Il tutto è stato poi manipolato a dovere utilizzando l’apparecchiatura che lo studio in cui abbiamo registrato ci metteva a disposizione.

E: Io ho sempre pensato ai Dead Elephant come ad una noise band. La cosa che può accomunarci con le formazioni punk/hardcore è l’approccio, l’attitudine verso la musica che è molto aggressiva e diretta. Anche se è più un effetto collaterale… Nessun pezzo del disco credo che si possa definire hardcore in senso stretto…
“Abyss Heart” credo che sia un pezzo importante per i Dead Elephant perché come ha fatto notare Fulvio ci ha permesso di utilizzare metodi e strumenti che fino ad allora non avevamo mai impiegato.

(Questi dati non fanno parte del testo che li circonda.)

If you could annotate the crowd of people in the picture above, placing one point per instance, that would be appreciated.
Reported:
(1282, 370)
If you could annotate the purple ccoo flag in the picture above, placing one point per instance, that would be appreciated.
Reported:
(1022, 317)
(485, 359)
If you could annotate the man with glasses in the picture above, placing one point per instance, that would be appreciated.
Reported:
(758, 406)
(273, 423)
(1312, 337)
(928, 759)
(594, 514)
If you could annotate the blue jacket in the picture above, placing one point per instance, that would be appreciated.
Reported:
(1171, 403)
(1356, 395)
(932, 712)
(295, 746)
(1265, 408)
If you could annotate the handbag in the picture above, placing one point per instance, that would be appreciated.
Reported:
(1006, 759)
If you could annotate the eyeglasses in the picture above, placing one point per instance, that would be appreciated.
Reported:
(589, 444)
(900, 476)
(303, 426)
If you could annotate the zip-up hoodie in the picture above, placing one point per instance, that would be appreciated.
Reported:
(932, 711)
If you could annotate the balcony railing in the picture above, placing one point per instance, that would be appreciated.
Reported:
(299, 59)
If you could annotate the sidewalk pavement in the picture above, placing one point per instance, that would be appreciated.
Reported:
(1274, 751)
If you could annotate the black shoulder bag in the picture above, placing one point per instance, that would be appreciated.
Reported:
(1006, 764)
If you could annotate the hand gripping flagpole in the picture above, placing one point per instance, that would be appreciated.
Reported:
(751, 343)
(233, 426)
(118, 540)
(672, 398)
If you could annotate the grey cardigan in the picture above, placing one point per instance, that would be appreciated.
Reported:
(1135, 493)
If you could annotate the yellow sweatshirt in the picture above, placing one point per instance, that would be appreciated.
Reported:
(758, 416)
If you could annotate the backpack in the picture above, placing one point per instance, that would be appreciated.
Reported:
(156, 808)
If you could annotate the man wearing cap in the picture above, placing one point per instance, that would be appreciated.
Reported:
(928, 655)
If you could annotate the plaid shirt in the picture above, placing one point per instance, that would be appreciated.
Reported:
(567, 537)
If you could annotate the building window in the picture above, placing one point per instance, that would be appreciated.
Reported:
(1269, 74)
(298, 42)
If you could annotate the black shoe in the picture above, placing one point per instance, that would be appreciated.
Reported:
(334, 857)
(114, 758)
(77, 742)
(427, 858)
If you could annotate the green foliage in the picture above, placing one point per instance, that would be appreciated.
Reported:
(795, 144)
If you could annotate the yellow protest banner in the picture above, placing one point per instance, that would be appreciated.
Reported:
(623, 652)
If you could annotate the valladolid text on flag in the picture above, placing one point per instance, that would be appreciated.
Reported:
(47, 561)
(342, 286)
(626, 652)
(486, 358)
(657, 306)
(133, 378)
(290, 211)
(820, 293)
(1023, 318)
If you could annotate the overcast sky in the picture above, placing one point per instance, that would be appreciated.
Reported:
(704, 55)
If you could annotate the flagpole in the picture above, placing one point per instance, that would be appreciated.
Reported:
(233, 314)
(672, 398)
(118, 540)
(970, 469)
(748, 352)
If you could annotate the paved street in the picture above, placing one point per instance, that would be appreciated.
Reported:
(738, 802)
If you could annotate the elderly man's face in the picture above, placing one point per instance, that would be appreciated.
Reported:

I vostri testi di cosa parlano?
E: Di solitudine, isolamento, morti accidentali, necessità di comprendersi, errori, amori andati a male, un condensato di tutto quello che piace di più ai giovani indie-rockers italiani. Quando scrivo cerco semplicemente di dire qualcosa che associato alla musica mi faccia sentire che sto provando ad affermare qualcosa di importante per me stesso. Comunque preferisco che le persone che leggono i testi si creino una loro visione personale. E’ molto più interessante.

Avete appena terminato un tour in Francia. Com'è andato? Avete in programma di suonare anche in Italia nei prossimi mesi?
F: Siamo molto soddisfatti del risultato delle nostre date in Francia e del responso che abbiamo ricevuto.

Il pubblico si è dimostrato davvero molto ricettivo alla nostra musica, sorprendendoci piacevolmente. Speriamo davvero di poter tornarci presto.

Per l’Italia continueremo la nostra attività live come abbiamo sempre fatto nel corso di questi anni.